Los recuerdos de Ilya me acosaban a cada momento y el odio que se clavaba en mis entrañas como una daga al rojo no era lo suficientemente fuerte. Debería detestarla. Quería aborrecerla. Pero en mi interior siempre comparaba a las pocas mujeres que se atrevían a exponerse a mi mirada con la zorra de ojos verdes que había arruinado mi vida. Sus cabellos siempre eran más rojos, su piel más suave y su voz más clara. Aunque bellezas conquistadas de los rincones más remotos de la Tierra consintieran en yacer junto a mí, era el nombre de mi Tabaria el que me golpeaba en el pecho con cada jadeo de vacua satisfacción. ¿Por qué, por todos los diablos, seguía pensando en ella como mi Tabaria y no como mi peor enemiga?

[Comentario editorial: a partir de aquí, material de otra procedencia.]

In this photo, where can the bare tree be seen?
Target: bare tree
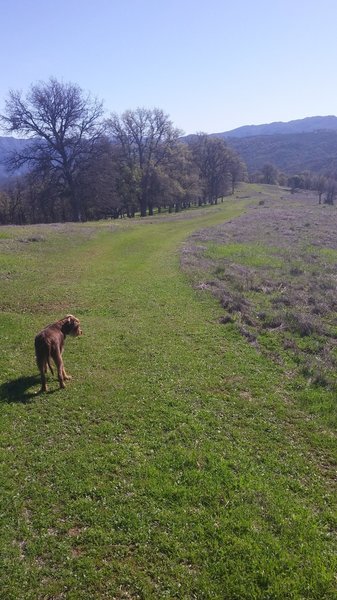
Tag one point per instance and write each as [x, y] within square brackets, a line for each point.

Y según pasaban los años era peor. Su rostro empezaba a perderse en la niebla de un recuerdo borroso. Al igual que mi sed de venganza. No soportaba la idea de cerrar los ojos para despertar al mundo sin un objetivo claro. Mi única meta era cerrar el ciclo de penurias, acabando con la persona que me había desterrado al infierno. Eso era lo que me mantenía vivo. Eso era lo que me hacía sobrevivir. ¿Qué sucedería si la meta por la que respiraba cada día perdía fuerza? ¿Me dejaría llevar por el tedio y la violencia, y moriría rodeado de enemigos que ni siquiera se molestarían en luchar por mis escasos bienes? No sin ver su rostro una vez más. Una única vez…
Muchos ciclos después, demasiados, mis plegarias obtuvieron respuesta. El campamento se levantaba para marchar a la batalla y Krymaria volvía a ser el objetivo. Tenía una caminata de trece días para regocijarme por adelantado con los hechos que dentro de poco enderezarían mi vida. Volvía a casa, a Ilya. Ella me estaría esperando. Curiosamente, intuir el miedo en sus ojos fue aún más horrible que verlo a diario en el campamento. Así que decidí concentrarme en imaginar su vida escurriéndose, goteando por el acero de mi espada.